An ensemble deep-learning framework for landslide susceptibility assessment using multiple blocks: a case study of Wenchuan area, China

AbstractThe improvement of the landslide susceptibility mapping (LSM) is a long-standing problem, as it provides basics for hazard mitigation. Recently, hybrid ensemble deep learning (DL) techniques have witnessed the potential for this purpose. In this paper, we proposed a novel ensemble DL model, namely GL-ResNet, which employs the conventional ResNet blocks for landslide feature extraction, long-short term memory (LSTM) structures for information storage, and a proposed GoogLeNet block (GBlk) to broaden model perception ability. To validate the model performance, a landslide inventory containing 1147 historical landslide polygons and the data of 12 landslide factors in the Wenchuan area in southwestern China, was presented and separated into training and validating dataset using a 7:3 randomly sampling ratio strategy. Based on AUC and Accuracy, GL-ResNet (0.96 and 0.909) outperformed logistic regression (0.92 and 0.851), support vector machines (0.94 and 0.884), deep belief networks (0.95 and 0.884), gated recurrent unit (0.94 and 0.884) and ResNet (0.95 and 0.894).
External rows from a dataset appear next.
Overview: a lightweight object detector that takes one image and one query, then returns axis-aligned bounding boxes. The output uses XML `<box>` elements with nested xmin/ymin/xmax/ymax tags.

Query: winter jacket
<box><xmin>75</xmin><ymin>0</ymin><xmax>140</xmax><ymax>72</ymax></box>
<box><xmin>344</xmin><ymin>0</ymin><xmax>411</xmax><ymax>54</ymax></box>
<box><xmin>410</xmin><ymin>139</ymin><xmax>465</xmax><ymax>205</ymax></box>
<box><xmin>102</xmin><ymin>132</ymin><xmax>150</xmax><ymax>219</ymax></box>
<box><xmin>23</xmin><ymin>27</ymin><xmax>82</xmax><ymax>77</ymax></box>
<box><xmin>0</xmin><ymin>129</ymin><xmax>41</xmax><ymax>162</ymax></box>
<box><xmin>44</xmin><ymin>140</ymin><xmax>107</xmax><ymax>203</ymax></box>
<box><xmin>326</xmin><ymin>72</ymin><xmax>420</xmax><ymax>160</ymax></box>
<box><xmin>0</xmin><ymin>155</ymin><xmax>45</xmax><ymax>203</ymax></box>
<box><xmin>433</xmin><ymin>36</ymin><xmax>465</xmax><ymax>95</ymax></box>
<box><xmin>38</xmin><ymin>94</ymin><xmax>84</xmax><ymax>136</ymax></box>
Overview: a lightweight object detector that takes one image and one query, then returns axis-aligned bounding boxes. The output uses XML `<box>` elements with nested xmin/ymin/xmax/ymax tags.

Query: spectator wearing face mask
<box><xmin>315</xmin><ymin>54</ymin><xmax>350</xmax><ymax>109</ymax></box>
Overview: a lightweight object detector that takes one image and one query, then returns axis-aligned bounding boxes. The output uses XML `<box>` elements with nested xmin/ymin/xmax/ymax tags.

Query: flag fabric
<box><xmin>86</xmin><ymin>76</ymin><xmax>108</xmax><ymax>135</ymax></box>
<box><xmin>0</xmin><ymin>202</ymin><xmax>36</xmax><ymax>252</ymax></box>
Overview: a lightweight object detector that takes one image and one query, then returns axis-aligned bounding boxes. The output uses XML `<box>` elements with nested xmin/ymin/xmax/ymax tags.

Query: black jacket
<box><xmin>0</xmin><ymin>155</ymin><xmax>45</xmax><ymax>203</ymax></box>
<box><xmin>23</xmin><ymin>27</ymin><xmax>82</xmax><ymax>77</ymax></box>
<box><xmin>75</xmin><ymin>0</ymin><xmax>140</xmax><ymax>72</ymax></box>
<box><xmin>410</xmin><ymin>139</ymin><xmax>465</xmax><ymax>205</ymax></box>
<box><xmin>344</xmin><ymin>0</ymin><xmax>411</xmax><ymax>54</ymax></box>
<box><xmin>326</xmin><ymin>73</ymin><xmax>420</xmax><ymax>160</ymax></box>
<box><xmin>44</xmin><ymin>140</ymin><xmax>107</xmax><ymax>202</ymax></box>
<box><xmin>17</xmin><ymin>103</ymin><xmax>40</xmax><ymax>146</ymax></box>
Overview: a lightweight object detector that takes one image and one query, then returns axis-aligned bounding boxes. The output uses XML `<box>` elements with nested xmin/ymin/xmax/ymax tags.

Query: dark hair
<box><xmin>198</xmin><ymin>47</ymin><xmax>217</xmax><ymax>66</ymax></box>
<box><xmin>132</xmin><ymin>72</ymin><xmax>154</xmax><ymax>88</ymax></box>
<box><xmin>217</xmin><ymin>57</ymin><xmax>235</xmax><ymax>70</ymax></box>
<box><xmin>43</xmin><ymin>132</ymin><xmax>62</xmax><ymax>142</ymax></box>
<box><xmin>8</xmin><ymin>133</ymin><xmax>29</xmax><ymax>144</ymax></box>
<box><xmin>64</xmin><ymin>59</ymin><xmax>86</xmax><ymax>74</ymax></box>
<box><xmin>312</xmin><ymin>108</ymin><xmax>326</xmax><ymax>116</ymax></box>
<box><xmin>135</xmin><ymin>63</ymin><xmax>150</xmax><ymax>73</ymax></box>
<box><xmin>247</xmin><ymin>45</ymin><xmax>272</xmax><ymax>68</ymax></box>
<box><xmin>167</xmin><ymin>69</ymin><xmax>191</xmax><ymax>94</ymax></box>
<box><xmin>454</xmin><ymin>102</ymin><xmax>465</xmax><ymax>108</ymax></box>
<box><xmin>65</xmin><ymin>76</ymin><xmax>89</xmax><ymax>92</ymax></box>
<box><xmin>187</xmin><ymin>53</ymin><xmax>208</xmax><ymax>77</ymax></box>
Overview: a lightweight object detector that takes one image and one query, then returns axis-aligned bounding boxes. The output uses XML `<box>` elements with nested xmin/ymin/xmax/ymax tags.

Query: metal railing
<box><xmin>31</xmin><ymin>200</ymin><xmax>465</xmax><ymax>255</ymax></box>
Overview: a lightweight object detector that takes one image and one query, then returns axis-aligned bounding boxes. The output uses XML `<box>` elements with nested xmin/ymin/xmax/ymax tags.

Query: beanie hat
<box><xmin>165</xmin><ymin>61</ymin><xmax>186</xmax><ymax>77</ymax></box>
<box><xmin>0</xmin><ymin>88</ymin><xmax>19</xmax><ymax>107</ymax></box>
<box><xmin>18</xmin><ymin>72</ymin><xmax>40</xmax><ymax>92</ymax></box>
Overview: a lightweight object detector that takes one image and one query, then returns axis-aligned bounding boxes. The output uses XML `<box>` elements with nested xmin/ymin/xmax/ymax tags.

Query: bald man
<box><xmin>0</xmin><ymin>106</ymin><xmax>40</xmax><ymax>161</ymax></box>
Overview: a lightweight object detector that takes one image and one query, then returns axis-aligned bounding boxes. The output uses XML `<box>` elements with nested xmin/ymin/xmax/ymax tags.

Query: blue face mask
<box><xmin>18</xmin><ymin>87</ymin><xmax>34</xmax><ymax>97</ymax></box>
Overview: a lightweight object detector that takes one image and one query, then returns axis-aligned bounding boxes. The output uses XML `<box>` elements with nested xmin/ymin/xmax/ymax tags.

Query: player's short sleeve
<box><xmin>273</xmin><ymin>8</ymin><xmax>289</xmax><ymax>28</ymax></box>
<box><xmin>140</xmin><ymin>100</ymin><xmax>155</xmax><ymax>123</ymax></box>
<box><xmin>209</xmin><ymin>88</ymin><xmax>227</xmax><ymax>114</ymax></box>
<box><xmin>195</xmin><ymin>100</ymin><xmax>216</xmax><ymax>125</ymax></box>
We also explored the robustness of GL-ResNet for LSM. The results suggested that although GL-ResNet is sensitive to initial training conditions, it showed good robustness to model training method and sample ratios. In detail, GL-ResNet outperformed the conventional models in terms of fitting power and prediction performance by 0.03-0.04 and 0.02 respectively in most cases, with even greater differences in the limited training dataset.